In summary, the tests that are not routinely indicated are: serum ferritin, luteinizing hormone, follicle-stimulating hormone, estradiol, progesterone, thyroid profile (unless signs and symptoms of thyroid disorder are present), and a coagulation screen.

Further investigation

A transvaginal ultrasound scan (TVUS) is usually the initial imaging test to evaluate AUB, particularly if there is any abnormality detected on physical examination that could be suggestive of uterine pathology, such as an enlarged uterus due to fibroids or adenomyosis. In women with AUB, TVUS is recommended in the following scenarios:

  • History or examination suggestive of a structural abnormality (pelvic mass, fibroids, polyps)

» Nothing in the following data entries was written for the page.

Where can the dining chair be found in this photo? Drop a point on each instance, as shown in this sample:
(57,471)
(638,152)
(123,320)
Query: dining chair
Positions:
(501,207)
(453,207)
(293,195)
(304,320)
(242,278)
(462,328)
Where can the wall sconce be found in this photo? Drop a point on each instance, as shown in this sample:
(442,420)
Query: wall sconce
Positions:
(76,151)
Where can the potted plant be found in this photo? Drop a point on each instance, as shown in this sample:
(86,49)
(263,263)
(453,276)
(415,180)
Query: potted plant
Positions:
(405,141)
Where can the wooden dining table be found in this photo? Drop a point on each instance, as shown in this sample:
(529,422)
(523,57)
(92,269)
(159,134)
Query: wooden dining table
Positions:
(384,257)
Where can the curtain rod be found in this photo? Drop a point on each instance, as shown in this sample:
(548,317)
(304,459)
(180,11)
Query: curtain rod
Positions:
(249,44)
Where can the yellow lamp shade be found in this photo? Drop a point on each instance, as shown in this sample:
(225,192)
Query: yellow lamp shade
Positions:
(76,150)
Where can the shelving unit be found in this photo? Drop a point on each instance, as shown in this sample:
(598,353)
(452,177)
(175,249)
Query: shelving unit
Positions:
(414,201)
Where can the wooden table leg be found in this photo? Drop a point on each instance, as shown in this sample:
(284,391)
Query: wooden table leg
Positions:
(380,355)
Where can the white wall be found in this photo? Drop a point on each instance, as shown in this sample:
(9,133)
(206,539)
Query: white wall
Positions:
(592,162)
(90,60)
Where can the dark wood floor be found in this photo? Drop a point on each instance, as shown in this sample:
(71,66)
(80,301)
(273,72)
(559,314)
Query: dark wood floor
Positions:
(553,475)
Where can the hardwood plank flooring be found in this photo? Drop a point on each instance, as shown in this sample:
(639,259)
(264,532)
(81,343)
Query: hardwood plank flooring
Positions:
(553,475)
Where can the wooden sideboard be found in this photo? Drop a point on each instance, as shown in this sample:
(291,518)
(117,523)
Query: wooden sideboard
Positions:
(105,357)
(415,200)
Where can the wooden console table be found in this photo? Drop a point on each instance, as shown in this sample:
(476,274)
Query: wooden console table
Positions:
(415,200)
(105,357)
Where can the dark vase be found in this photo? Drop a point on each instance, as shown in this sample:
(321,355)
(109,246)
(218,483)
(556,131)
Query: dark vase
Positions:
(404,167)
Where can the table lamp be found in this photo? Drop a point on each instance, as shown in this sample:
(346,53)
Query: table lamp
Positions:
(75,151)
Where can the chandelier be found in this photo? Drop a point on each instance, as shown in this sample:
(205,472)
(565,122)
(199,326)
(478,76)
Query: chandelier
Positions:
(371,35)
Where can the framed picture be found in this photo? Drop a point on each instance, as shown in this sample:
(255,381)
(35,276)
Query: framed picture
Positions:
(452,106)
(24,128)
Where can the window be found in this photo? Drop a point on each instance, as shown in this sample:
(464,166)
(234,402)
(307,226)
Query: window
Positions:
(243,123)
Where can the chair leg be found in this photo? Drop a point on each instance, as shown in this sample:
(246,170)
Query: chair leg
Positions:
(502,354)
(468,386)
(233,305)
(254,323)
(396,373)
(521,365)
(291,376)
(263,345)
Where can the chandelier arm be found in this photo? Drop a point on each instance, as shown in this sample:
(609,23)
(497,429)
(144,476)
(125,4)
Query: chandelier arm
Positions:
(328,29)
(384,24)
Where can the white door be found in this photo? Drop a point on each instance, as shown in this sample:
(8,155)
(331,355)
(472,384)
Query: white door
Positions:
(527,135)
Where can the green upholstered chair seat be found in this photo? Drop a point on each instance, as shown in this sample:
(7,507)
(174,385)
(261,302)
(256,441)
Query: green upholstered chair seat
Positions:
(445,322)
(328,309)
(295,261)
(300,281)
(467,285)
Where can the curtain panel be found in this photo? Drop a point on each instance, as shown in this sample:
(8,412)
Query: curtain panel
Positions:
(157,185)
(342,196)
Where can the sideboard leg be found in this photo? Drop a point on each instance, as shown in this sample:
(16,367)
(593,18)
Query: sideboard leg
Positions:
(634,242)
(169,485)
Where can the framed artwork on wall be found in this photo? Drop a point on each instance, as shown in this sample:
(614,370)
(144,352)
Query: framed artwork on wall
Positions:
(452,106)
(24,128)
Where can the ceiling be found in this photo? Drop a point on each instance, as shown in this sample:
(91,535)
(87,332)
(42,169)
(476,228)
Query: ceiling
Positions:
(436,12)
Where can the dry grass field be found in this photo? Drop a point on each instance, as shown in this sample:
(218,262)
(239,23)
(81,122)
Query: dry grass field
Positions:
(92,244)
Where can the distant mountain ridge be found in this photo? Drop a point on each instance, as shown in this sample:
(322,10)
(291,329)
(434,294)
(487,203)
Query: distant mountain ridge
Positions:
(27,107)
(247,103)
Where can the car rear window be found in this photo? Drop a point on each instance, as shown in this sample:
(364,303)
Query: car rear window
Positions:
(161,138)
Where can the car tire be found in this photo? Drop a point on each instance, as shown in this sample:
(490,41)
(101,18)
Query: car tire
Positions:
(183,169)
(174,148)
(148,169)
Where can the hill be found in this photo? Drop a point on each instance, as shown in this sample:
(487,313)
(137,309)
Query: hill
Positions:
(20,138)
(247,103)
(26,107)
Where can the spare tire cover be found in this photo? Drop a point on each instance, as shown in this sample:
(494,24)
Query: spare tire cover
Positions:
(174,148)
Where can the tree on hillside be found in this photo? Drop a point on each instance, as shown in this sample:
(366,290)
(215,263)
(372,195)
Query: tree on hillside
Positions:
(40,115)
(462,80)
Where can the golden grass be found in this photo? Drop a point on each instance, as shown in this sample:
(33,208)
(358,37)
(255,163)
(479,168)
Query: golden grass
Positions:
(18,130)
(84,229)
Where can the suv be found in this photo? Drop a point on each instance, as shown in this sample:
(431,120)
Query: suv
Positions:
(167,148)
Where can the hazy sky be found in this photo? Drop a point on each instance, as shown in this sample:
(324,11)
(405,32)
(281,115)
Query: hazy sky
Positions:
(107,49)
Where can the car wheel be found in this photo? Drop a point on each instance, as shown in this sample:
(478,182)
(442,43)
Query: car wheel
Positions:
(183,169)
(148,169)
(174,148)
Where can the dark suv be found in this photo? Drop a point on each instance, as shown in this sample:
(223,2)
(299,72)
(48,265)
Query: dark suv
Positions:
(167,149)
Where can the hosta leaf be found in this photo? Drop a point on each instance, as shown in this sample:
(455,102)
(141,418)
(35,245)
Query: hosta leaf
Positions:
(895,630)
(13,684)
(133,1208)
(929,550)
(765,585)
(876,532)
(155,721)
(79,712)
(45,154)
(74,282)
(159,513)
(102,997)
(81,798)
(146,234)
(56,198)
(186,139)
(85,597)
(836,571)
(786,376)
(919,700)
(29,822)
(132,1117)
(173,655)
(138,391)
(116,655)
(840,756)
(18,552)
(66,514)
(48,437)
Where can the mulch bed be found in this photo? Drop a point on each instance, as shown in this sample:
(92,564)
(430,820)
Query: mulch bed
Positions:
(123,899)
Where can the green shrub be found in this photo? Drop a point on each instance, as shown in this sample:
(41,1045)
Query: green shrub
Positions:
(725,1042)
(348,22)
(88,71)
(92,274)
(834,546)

  • History or examination suggestive of a histological abnormality

  • Physical examination is inconclusive

  • Suspected adenomyosis (dysmenorrhoea and/or bulky tender uterus on pelvic examination)

  • Pelvic pain and/or pressure symptoms

  • Inter-menstrual bleeding (IMB)

Carry out endometrial sampling with TVUS in patients at high risk of hyperplasia, atypia, or cancer.

If TVUS is unacceptable, trans-abdominal ultrasound or magnetic resonance image (MRI) may be offered.[3] The use of MRI will be limited by availability and resources.

Hysteroscopy is recommended in the following cases and should be coupled with endometrial sampling, if indicated:

  • Persistent IMB

  • Ultrasound suggests a structural cause within or distorting the uterine cavity (polyps, submucous fibroids)

  • Risk factors for endometrial pathology (endometrial hyperplasia, cancer)[3]​​

  • Age >45 years

  • Nulliparity

  • Persistent irregular bleeding

  • Obesity

  • PCOS

  • Hypertension

  • Diabetes

  • Family history of breast, colon, or endometrial cancer (e.g., Lynch syndrome)

  • History of tamoxifen use

  • Failure of medical management.

Endometrial sampling should only be performed in the context of a hysteroscopy, rather than a blind biopsy.[3]